Карнавал пепла
10 октября 2020 г. в 00:28
Фараон — по крайней мере Рамзес — помнит всех своих любовниц и любовников. Помнит, помнил и — иногда — вспоминает. Власть — то ещё проклятье, власть фараонова — кажется — подобна аду. Отец говорил — когда-то, давно и прискорбно — поучал и требовал. А Рамзес отмахивался, далеко ещё до моего правления
Среди всех избранных, особенно хорошо помнился юноша-парень-мужчина с дальних краёв, узкоглазый, длинноволосый, не понимающий ни слова из его речи, но до крайности нелепо — и в тоже время достойно — отвечающий на телесном языке.
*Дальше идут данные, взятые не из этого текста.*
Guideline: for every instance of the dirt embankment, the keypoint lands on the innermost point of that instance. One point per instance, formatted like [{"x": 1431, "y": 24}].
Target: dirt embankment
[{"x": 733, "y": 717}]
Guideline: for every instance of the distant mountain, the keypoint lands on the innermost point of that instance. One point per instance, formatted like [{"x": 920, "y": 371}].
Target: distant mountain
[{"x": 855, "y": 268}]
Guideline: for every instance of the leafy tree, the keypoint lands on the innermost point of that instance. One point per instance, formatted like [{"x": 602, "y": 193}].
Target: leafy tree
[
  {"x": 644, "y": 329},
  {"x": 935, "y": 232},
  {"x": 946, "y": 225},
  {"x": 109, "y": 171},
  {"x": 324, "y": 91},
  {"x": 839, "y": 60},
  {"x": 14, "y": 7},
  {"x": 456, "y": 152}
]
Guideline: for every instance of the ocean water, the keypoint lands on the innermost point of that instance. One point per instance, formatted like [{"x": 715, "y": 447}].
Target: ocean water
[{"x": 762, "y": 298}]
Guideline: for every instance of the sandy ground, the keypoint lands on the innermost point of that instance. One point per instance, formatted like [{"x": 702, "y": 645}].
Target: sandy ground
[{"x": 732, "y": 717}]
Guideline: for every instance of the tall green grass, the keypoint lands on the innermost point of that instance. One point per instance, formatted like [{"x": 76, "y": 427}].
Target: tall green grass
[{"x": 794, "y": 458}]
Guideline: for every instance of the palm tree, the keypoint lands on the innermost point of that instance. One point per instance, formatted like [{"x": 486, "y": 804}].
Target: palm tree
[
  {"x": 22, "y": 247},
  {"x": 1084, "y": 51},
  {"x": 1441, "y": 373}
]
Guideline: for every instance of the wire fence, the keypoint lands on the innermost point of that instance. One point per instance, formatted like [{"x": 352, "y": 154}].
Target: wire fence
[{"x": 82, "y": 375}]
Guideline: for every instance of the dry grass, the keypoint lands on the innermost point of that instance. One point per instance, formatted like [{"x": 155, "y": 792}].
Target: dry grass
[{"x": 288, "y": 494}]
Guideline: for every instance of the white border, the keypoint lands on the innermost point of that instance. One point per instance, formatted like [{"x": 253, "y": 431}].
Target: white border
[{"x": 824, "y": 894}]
Рамзес любовался им, его крепким телом, едва неуловимым — совершенно чуждым — духом, одаривал и поучал. Обучался сам — сражения у юноши всегда были превыше изяществ дворцовой жизни, видел, как меняется фигура, разум, отношение.
Парень стремился постичь мир, вернуться в свои дальние края, туда, где его ждали, говорил, что роскошь ему приелась, как и — явно стыдясь — мягкость простыней, просил Фараона, на коленях, собрав иссиня-чёрные волосы. Парень был хорошим солдатом, заслужил право отправится в свои края, прижался на последок лбом, не исполнив приказ-властным-голосом.
Мужчина же вернулся спустя годы, в его, рамзесово, правление, привлекательный, возмужавший, со шрамом, под броню уходящим. Встал на колено, прижав руку к груди, поклонился и отправился в казармы. Возвращался к прежнему быстро, но не охотно, чем злил, за что платил. Рамзес любил хлыст, его удары, покладистость в руке, но широкую спину, и то, как её — неспешно — обнажают, тронуть не мог, замирал, смотрел, переполненный восхищения, собственничества.
Рамзес пробовал новое, изменял старое и дарил обещанное. Но также и помнил, наблюдал иногда, после, чувствуя холод на обнаженной коже. фараон не властен над тем, что уже предрешено, говорил отец, клал руку на плечо, заглядывал в глаза.
кем же?
Когда день — однажды — клонился к закату, свечи погасли, а жрецы, охваченные страхом, ушли, явилась богиня. Прекрасная во всем её величии, яростная, шепчущая, вкрадчиво-въедчиво.
мной
Заглянула — пытливо — в глаза, засмеялась и поставила клеймо, обжигающее и не смываемое. Там, где под кожей горячо билось сердце.
Рамзес помнил обо всех своих любовницах и любовниках, разбирался с ними быстро, без сожаления, и лишь раз, узнав о смертоносном падении с лошади, сжал руку, сильно, до кровавых капель.